In the present day — when the Pesach offering is not brought — there exists a major difference between the obligation to eat matzah and the obligation to eat maror on the Seder nights: the former is a Torah command, while the latter is only a Rabbinic ordinance. As a result, says the Ragatchover Gaon,1 the “commemoration of slavery” accomplished through eating maror has ceased, since the injunction to eat maror is currently only of Rabbinic origin.

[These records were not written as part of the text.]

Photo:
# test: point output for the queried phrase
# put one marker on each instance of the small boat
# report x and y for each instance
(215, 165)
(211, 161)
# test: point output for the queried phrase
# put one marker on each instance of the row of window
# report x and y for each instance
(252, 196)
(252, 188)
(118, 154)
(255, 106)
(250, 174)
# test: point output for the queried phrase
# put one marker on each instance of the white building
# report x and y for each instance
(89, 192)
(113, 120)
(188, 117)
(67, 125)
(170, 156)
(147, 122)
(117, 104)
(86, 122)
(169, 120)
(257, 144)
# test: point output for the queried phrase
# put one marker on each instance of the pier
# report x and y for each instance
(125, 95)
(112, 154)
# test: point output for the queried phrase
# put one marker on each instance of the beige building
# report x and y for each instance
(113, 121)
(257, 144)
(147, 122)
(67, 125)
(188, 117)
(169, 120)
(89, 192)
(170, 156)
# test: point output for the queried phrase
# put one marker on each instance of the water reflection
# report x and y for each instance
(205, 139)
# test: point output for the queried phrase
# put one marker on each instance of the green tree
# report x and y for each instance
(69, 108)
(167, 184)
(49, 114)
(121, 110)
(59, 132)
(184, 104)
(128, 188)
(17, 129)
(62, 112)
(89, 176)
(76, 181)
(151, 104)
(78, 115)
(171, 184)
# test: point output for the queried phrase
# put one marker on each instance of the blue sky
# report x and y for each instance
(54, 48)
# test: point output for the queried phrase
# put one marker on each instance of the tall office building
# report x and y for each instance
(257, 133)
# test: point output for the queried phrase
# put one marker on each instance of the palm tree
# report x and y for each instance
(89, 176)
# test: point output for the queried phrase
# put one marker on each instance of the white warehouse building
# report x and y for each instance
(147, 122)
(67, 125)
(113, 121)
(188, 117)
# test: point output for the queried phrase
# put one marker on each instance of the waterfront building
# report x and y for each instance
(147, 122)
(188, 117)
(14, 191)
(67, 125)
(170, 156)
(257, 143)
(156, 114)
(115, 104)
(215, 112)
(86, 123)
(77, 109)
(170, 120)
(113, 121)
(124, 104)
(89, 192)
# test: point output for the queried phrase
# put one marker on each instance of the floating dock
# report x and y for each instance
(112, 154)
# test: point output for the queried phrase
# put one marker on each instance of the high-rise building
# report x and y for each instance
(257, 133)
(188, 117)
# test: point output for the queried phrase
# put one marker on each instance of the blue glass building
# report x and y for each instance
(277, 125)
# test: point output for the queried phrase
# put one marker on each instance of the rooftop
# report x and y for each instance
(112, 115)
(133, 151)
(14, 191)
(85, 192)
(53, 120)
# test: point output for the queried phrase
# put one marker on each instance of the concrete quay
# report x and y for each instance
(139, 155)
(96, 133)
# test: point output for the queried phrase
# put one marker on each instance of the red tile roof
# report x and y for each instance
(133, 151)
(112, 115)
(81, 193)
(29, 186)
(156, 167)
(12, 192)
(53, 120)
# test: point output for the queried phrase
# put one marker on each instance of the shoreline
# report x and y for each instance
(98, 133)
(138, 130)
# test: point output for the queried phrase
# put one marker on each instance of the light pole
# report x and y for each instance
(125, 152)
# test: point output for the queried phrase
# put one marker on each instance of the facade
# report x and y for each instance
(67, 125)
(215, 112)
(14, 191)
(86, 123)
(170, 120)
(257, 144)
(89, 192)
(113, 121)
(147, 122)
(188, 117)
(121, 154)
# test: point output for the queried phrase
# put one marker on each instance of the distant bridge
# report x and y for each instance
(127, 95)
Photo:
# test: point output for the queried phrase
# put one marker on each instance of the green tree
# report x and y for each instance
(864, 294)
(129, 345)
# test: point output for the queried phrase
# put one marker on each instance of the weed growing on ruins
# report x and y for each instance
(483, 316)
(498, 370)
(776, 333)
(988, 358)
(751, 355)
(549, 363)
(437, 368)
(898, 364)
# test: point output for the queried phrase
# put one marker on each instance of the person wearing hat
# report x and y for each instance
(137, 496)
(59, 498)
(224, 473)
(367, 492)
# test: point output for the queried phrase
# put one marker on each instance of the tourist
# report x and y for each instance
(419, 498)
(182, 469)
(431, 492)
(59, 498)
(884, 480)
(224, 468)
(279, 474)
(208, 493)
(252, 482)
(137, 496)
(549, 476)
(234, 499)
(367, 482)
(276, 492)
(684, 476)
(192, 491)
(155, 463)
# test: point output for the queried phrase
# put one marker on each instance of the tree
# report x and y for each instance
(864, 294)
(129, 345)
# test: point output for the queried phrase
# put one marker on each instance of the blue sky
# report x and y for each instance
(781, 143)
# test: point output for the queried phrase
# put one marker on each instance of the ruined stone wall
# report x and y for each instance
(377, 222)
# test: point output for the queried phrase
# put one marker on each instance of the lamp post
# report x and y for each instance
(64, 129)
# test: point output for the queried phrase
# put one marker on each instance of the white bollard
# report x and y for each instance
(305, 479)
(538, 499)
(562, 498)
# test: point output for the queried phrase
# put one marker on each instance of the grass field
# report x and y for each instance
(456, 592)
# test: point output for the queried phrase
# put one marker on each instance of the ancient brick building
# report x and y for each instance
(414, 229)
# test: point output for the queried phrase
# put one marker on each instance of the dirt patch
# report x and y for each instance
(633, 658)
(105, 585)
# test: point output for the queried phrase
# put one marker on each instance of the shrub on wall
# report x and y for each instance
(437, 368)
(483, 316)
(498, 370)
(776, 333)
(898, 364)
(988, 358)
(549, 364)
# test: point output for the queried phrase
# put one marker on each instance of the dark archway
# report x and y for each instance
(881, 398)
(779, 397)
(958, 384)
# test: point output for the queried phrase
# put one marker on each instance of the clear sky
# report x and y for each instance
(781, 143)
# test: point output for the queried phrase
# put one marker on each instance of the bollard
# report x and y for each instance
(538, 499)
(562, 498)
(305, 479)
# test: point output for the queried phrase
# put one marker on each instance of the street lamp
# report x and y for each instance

Truly, this needs explanation. Seemingly, the reason maror is not a Torah law during the time of exile is only that maror was subordinate to the Pesach offering — it is not a mitzvah in and of itself, but is considered a preparation for the Pesach offering (“Machshirei Pesach”). Since we are presently unable to bring the Pesach offering, the commandment of maror is only Rabbinic.2

But how does this prove that the whole aspect of the “commemoration of slavery” has now ceased? Moreover, why specifically now, when exile is felt even more and freedom is felt even less than during the time the Beis HaMikdash stood, do we say that the “commemoration of freedom” remains while the “commemoration of slavery” has ceased?

The commandments of the Seder nights contain two general obligations with regard to the Exodus: the commandment of speech, relating the tale of the Exodus, and the commandments of deed, eating the “Pesach offering, the matzah and the maror.” The theme of both are the same, that of remembering and re-experiencing our redemption and liberation from Egyptian bondage.3

The tale of the Exodus as related in the Haggadah “begins with disgrace,”4 that we were slaves to Pharaoh in Egypt, we were badly mistreated, etc. Only afterwards do we conclude with the miracles and wonders that G‑d wrought, and recount our liberation from captivity.5

The same is true regarding the commemoration of our freedom through deeds: we are to stress not only the aspect of our freedom, but also the intensity of our slavery and servitude. And this is why we are obliged to eat maror: “Because the Egyptians embittered our fathers’ lives in Egypt.”6 Only by eating maror do the commandments of Pesach and matzah become whole and complete.

All the above is meant not only to convey that our forefathers were enslaved and then liberated, but more importantly, that this aspect of slavery and freedom is something that relates to each individual personally.

Thus it is that in relating the tale of the Exodus we begin by stating, “We were enslaved, and we were liberated through miracles.…” So, too, with regard to our actions on Pesach night. In the words of the Rambam:7 “A person is obliged to act as if he, himself, at this present moment, departed from Egyptian bondage.”

Obviously, the obligations of this night are not merely a commemoration and a symbol of past events, but are meant to impart within the person the feeling that he himself has become a free man; he himself has been redeemed and freed.

Accordingly, we can well understand that there exists quite a difference between the time the Beis HaMikdashwas extant and present-day exile:

During the time of the Beis HaMikdash, when the Jewish people were free, they were able to fully fulfill the obligation of demonstrating the aspect of freedom. Moreover, they could do so even while eating maror, an act that expressed the intensity of their former servitude.

Nowadays, however, in our present state of exile, the specific act of remembering the servitude through eating maror may bring about a weakening in our true feeling of freedom; after all, we are now in a state of exile. Thus “the commemoration of slavery has ceased,” inasmuch as this commemoration would unduly interfere with the theme8 that all of the night’s events are to be performed in a manner of freedom.

The reason for constantly remembering the state of freedom of the Exodus, notwithstanding the fact that we are presently in a state of exile, is that the exile of Egypt was truly unique; all subsequent exiles do not compare to being slaves of Pharaoh and Egypt. Although we may still find ourselves in exile, the Jews were eternally freed from the harsh state of Egyptian exile.9

Indeed, herein lies the difference between the two items at the Seder that symbolize Egyptian servitude, maror and charoses: maror commemorates slavery in general, for all slavery is bitter, while charoses symbolizes and serves as a remembrance of the mortar that the Jews were forced to make for the Egyptians — the extraordinary slavery of Egypt,10 the redemption from which is fully commemorated, even while we await our speedy liberation from our present state of exile, through the arrival of our righteous Mashiach.

Based on Likkutei Sichos, Vol. XXXII, pp. 46-49.